Helping Her Start

Molly needs Dave's advice on how to handle her daughter moving back home after college.

QUESTION: Molly in South Carolina is trying to help her daughter out with her $22,000 in student loan debt. She is allowing her daughter to move back home, and isn't sure if she should charge her rent. Dave shares what he discovered after one of his kids moved back home after college.

Dave's ANSWER: I would do it indirectly. By that, I mean I would say to her that if she's going to live in your house, there are a couple of rules. She's coming back from college, and this isn't college. We don't live like college students here, so you are going to live by my rules if you live in my house. Coming in at 2 a.m. doesn't work.

The function of her life and the quality of her decisions are going to be to your value system. She needs to match those things up to live under your roof. That's what we did when we had a daughter move in with us right after college.

The second thing that I would tell you is, on the money side, I would not say to charge her rent, but tell her that the rent she is being charged is that the two of you have to be in agreement about her budget, which needs to show that she has very little social money and almost all of it is going toward the student loan. If she continues to do that, she has free rent. If she doesn't continue to do that, she has to move out.

The rent that you are charging her is to make her do what is smart for her. That's her only rent, but you get to monitor that and supervise it. Not because you're a control freak, but because you are the landlord and that's the rent. You are just leading her wisely.

You say that she feels she's being called to teach in a Christian school, but I would encourage her to be a Christian in the marketplace. Salt is a good thing, especially if she's an excellent teacher.

If she's going to make between $30,000 and $35,000, what if she lived with you for a year and paid off almost all of her student loan debt, and you guys just say this is a one-year plan. I don't want her living there much longer than one year if she's my daughter.

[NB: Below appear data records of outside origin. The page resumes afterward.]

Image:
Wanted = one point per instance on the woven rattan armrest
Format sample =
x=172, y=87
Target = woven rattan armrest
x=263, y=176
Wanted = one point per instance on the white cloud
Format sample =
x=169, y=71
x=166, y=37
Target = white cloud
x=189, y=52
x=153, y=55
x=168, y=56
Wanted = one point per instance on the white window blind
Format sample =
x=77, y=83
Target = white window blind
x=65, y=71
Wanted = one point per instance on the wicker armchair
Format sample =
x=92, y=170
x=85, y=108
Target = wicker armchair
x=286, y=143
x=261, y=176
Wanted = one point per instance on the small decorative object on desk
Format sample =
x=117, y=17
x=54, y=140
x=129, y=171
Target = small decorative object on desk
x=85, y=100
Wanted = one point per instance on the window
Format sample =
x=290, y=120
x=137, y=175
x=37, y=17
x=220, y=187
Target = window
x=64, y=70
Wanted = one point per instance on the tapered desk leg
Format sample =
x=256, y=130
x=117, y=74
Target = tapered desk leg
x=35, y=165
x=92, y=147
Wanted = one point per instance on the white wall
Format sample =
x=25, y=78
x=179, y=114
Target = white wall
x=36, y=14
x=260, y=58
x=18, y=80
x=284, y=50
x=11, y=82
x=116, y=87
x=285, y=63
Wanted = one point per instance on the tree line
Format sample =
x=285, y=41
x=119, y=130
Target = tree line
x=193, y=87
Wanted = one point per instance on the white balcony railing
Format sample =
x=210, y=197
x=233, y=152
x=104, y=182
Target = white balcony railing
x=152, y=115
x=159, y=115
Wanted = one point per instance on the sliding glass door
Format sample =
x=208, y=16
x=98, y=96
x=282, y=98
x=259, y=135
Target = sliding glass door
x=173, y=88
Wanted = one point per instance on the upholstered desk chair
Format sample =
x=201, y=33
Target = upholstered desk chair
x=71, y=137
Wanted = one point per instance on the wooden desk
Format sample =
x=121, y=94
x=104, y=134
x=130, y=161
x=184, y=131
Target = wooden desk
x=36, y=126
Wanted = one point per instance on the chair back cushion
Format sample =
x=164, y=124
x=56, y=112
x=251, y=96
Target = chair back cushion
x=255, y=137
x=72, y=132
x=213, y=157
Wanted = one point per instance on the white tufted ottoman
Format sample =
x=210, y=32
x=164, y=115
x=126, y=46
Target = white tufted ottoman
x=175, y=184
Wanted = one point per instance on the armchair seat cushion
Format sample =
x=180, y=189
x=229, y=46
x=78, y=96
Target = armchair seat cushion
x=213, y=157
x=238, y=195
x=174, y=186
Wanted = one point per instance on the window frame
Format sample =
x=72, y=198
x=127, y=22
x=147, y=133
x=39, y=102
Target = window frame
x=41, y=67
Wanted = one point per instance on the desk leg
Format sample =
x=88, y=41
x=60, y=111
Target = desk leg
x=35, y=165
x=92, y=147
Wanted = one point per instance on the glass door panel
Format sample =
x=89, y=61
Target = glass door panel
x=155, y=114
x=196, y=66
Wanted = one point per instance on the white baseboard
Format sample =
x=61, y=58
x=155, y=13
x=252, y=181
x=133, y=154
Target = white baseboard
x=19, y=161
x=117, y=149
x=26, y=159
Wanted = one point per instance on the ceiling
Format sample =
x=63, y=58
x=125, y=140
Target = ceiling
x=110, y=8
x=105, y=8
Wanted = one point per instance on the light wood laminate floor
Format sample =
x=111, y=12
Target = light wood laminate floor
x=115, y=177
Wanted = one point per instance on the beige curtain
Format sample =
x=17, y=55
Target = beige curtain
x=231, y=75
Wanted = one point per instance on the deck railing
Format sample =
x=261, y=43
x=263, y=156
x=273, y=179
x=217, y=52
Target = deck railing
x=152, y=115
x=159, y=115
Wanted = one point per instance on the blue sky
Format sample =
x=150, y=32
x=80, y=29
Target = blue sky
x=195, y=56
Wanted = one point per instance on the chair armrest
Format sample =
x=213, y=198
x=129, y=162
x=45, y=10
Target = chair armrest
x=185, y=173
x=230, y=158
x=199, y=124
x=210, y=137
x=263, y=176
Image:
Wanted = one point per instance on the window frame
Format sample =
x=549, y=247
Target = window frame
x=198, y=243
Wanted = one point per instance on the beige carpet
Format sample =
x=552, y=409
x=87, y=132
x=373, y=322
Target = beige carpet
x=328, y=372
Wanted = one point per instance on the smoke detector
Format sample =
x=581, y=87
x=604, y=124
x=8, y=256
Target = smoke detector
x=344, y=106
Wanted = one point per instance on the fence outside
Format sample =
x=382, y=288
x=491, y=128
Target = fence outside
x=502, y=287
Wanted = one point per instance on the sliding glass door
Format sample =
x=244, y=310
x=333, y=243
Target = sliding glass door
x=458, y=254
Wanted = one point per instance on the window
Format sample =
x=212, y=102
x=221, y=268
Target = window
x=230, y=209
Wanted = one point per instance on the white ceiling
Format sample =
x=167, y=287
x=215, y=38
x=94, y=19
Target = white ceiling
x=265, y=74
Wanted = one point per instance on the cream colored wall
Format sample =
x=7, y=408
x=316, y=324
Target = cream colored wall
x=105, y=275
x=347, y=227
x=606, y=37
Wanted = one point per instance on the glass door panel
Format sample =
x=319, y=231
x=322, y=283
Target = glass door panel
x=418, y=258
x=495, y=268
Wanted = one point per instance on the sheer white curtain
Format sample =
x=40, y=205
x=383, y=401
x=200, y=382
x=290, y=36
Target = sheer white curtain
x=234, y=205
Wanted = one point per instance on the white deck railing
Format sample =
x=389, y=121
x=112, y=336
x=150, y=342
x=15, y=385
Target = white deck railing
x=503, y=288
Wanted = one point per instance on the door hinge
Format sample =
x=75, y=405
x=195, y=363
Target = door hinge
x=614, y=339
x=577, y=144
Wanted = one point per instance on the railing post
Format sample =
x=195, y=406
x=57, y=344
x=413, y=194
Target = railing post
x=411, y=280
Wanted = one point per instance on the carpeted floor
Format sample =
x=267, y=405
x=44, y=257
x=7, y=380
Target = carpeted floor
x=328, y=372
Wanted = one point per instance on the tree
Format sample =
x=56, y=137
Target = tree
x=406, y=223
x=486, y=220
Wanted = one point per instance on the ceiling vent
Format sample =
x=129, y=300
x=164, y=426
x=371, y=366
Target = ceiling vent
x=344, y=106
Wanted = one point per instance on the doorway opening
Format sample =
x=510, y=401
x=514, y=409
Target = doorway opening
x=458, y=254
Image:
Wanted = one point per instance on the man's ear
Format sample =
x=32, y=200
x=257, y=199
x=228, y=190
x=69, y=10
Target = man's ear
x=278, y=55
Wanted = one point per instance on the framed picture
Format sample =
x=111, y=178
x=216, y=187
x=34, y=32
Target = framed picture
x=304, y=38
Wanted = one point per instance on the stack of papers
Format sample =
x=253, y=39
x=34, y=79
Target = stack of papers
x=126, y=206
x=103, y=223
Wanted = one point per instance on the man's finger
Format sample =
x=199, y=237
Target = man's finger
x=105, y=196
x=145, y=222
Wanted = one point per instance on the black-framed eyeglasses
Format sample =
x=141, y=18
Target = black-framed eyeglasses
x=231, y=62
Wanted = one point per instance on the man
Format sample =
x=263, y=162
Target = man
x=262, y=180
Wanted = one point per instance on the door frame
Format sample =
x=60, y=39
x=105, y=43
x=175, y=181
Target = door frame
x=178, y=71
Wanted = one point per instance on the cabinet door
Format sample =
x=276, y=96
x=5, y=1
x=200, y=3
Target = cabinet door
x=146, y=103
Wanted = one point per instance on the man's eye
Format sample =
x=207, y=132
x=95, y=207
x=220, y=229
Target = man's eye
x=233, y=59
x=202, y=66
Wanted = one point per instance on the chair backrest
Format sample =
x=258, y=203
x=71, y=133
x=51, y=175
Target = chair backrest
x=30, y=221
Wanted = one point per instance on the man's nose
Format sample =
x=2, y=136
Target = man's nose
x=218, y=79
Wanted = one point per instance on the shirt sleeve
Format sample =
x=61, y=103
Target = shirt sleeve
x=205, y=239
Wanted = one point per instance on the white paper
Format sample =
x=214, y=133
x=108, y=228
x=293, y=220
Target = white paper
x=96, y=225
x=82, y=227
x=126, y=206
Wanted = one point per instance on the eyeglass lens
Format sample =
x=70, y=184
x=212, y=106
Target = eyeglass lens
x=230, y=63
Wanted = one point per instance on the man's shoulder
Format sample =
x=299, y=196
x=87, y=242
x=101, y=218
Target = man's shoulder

Here is what we discovered: We had one move in with us and stayed there five months after she graduated. It was the exact same situation except that there was no student loan debt. With this daughter, we actually get along with her extremely well and enjoy the hanging out and adult-to-adult conversation. We enjoy that with all our kids, but this one was not hard to live with. She could have stayed there five years and we would have been fine.

What we started figuring out is that's not good for her. When she goes and gets an apartment with a couple of friends and has to split up the bills and actually has to pay the light bill and buy her own groceries, a level of emotional maturity and dignity kicks in that just never happens in mom and dad's house.

I wouldn't take that away from her for more than a year, maybe. I want her out for her sake, emotionally and just maturity-wise after a year.